Genetic links between crops and weeds are remarkably common, and cole crops are no exception, noted Parker. “In the past, the evolution of many weeds has been driven by genes coming from crops,” she said. “Now those genes will be specially engineered by humans.”

Research on consequences for wild relatives is overdue, said Letourneau, noting that field-testing of GM cole crops for California has been under way since 1999.
“This kind of research is important now, during the process of risk assessment, to know whether new modified crops should be deregulated or not,” she said. “There are a lot of Bt crops in the pipeline. Anything we can find out now can be used by regulators to make more informed decisions.”
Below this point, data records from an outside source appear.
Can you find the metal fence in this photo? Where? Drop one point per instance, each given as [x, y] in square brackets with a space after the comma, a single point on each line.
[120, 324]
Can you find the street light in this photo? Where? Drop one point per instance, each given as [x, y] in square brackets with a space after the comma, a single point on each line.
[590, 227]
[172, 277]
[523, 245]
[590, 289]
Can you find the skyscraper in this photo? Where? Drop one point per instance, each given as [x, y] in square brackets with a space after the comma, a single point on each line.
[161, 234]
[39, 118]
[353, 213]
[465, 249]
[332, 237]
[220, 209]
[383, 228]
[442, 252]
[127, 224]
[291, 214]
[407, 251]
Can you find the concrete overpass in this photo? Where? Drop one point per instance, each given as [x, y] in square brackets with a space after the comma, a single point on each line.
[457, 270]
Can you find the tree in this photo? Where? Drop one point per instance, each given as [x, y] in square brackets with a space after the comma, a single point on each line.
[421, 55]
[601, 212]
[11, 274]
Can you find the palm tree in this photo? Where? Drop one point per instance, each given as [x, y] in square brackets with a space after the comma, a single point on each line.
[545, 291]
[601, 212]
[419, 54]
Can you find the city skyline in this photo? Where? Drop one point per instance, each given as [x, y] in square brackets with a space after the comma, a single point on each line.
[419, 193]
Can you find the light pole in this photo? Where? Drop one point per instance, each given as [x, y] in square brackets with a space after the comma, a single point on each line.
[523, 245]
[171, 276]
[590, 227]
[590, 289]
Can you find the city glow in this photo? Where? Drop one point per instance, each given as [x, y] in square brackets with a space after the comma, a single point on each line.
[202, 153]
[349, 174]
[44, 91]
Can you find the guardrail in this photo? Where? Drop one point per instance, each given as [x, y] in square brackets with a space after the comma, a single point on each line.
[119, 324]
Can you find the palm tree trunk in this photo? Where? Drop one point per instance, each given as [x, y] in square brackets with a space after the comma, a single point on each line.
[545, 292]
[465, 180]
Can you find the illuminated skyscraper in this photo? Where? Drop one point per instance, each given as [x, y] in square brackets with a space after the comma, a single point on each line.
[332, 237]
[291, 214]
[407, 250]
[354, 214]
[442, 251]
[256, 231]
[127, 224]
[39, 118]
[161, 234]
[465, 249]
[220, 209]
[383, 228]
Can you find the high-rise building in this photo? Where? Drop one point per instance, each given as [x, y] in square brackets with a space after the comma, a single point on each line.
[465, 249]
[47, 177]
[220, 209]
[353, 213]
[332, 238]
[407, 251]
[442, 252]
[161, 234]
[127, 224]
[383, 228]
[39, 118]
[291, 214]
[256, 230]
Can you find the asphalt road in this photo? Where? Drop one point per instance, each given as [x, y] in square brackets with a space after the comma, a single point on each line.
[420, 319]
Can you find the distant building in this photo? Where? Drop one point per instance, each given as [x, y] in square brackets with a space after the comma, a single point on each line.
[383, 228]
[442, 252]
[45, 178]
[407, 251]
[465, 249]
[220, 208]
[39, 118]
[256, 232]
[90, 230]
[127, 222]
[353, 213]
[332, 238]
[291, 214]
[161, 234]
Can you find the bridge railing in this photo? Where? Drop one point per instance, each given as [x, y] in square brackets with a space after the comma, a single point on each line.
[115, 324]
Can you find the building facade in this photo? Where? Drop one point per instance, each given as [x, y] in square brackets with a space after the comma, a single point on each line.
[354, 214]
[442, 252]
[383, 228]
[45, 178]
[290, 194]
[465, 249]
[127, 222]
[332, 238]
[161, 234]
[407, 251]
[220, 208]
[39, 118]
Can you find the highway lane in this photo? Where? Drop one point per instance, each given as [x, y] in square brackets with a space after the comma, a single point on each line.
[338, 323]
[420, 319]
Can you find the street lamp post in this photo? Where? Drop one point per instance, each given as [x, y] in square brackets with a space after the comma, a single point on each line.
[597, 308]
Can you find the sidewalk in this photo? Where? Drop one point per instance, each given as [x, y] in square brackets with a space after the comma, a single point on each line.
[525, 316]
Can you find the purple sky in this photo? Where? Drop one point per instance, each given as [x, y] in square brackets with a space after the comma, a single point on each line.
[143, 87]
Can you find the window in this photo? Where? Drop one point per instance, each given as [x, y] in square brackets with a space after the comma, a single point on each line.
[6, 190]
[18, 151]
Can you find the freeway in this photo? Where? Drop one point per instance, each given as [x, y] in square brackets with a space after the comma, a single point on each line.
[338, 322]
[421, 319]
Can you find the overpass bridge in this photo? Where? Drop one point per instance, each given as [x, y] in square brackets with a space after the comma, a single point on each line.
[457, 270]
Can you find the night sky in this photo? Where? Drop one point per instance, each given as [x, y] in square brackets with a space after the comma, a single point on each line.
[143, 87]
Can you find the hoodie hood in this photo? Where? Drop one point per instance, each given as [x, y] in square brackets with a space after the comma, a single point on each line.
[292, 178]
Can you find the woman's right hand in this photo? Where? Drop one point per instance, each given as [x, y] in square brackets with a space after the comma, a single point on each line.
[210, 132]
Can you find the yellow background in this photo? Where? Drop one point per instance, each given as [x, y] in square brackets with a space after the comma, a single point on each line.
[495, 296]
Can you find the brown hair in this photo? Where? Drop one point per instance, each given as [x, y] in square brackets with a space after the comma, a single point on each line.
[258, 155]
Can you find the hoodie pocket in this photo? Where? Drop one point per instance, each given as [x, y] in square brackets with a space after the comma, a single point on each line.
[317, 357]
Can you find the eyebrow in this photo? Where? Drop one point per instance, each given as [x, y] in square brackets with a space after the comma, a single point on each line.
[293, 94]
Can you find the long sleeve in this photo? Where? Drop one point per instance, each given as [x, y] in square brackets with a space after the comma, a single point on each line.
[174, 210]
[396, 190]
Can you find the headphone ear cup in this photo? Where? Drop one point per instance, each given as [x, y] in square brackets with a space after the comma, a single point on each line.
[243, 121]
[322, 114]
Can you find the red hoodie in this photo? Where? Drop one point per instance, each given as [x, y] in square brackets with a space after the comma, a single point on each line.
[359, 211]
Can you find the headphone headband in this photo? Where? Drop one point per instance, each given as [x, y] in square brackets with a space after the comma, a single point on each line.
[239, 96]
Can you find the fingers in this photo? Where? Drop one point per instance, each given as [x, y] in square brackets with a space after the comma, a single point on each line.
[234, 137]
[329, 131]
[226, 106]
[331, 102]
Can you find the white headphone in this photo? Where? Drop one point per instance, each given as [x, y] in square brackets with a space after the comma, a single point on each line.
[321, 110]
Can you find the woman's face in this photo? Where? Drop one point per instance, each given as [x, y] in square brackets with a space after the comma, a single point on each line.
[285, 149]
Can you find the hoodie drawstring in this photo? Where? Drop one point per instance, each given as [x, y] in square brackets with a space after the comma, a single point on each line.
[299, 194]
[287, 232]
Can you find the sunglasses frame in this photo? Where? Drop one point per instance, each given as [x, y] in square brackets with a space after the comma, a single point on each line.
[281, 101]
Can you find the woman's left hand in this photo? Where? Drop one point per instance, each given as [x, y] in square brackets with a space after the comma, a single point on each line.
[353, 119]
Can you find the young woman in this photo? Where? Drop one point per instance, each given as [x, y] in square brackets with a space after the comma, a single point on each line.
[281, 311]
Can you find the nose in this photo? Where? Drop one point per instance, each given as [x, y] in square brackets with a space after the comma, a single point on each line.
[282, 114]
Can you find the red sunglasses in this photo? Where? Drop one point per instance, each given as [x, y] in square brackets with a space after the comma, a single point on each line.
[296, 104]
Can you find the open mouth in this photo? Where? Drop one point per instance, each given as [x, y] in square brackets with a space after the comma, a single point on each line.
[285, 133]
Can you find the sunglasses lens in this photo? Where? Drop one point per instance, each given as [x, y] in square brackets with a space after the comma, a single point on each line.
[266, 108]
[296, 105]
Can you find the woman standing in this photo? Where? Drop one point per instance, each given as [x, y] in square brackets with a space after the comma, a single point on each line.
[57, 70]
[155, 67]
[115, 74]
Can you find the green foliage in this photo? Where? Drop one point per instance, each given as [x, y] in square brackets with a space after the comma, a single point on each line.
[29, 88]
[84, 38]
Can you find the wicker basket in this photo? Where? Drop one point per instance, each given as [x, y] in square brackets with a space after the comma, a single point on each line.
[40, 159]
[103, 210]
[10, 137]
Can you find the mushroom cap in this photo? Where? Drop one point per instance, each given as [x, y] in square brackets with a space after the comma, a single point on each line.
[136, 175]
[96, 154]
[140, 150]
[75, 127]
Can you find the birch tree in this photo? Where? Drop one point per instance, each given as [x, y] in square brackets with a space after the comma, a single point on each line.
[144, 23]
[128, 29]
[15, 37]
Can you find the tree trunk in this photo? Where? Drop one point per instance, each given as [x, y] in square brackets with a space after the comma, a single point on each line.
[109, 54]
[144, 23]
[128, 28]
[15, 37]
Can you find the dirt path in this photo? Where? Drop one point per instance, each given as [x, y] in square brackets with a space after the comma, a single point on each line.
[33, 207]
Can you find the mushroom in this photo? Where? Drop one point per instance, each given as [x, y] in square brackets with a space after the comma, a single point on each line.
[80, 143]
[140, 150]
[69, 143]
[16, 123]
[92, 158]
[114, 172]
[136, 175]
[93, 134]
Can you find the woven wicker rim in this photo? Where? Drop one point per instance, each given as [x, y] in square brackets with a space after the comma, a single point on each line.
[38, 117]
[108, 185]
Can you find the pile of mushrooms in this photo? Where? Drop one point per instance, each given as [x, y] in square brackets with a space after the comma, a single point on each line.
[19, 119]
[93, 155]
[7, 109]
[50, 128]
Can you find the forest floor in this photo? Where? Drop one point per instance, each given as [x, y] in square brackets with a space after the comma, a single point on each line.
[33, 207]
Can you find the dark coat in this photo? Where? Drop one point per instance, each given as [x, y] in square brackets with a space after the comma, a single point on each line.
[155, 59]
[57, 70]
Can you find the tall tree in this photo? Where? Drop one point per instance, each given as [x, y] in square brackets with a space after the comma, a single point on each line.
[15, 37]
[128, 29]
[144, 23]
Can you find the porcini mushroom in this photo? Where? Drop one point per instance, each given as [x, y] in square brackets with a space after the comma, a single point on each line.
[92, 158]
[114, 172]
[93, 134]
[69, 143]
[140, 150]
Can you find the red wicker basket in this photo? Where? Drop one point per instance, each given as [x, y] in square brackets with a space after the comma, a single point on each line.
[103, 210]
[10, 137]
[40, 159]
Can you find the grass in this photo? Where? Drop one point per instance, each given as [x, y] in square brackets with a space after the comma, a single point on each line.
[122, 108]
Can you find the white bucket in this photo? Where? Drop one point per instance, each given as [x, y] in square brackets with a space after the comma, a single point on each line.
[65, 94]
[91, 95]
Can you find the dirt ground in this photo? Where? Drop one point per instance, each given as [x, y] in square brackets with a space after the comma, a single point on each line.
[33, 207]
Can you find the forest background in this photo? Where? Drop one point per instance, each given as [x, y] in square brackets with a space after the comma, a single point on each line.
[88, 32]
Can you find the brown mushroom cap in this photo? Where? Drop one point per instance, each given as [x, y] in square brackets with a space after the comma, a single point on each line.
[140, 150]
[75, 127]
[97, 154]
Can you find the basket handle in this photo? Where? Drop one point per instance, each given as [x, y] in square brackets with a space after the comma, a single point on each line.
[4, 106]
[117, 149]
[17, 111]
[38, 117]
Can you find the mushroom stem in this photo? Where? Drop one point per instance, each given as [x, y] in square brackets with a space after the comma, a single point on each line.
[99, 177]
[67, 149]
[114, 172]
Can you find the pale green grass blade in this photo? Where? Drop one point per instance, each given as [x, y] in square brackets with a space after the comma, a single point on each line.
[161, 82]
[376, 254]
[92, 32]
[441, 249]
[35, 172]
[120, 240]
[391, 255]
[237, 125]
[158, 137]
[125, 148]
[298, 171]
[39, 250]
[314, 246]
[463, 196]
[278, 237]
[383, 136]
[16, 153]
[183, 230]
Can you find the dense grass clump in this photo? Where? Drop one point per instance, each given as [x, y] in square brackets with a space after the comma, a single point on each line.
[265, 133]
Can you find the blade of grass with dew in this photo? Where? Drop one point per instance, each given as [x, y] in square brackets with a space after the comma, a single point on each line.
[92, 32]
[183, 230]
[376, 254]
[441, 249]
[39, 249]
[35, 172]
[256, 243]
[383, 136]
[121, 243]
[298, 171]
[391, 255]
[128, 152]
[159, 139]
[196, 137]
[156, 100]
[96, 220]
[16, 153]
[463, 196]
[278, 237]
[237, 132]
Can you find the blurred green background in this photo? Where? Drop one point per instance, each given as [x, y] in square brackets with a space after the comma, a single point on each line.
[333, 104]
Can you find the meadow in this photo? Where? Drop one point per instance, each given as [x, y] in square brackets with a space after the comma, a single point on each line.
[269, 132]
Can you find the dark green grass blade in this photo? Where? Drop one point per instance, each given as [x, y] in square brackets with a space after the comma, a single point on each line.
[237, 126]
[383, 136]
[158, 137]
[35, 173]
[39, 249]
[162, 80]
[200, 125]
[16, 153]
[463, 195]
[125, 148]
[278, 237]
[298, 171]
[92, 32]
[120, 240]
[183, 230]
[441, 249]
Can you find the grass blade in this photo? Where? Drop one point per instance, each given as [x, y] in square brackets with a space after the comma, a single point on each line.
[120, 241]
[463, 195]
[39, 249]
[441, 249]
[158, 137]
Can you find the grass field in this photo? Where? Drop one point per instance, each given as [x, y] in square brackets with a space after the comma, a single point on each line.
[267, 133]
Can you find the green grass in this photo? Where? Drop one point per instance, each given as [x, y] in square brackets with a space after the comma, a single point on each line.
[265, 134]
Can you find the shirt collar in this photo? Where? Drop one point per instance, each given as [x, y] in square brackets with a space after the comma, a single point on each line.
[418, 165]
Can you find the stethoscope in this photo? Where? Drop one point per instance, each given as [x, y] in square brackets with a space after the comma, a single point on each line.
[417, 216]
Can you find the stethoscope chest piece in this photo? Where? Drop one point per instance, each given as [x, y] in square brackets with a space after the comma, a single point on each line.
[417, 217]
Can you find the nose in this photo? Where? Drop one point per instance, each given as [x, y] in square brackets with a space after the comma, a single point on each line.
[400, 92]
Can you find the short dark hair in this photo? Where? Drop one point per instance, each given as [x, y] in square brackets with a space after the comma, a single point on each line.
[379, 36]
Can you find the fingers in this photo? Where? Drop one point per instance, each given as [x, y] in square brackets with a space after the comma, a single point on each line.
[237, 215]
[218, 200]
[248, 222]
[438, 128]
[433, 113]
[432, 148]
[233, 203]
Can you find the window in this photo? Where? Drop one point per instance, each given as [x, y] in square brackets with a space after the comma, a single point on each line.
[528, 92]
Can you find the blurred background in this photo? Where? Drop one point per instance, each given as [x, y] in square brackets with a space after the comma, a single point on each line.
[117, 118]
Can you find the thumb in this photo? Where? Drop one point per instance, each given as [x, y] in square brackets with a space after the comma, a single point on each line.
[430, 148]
Letourneau takes nothing for granted as the research gets under way. The project will use a large number of sample plants on varied research sites, and the experiments will be replicated over three years.

Hazards of GM corn, including allergenicity and contamination of adjacent fields, were identified during extensive testing that was required because it is a food.

Because similar tests are not required on nonfood plants, it’s harder to know what the hazards might be, and what the probability is that they’ll occur, said Letourneau. “It might be that transgene movement to wild relatives would be no problem at all,” she said. “If we don’t detect any problems or hazards, we’ll feel we’ve tried to provide the data needed for risk assessment.”

The three-year project, funded by a $335,000 grant from the U.S. Department of Agriculture, is something of a conquest for Letourneau.

“I’ve been trying since 1995 to get this research funded,” she said, referring to early studies of gene transfer that showed the likely crossing of traits from GM crops to wild relatives.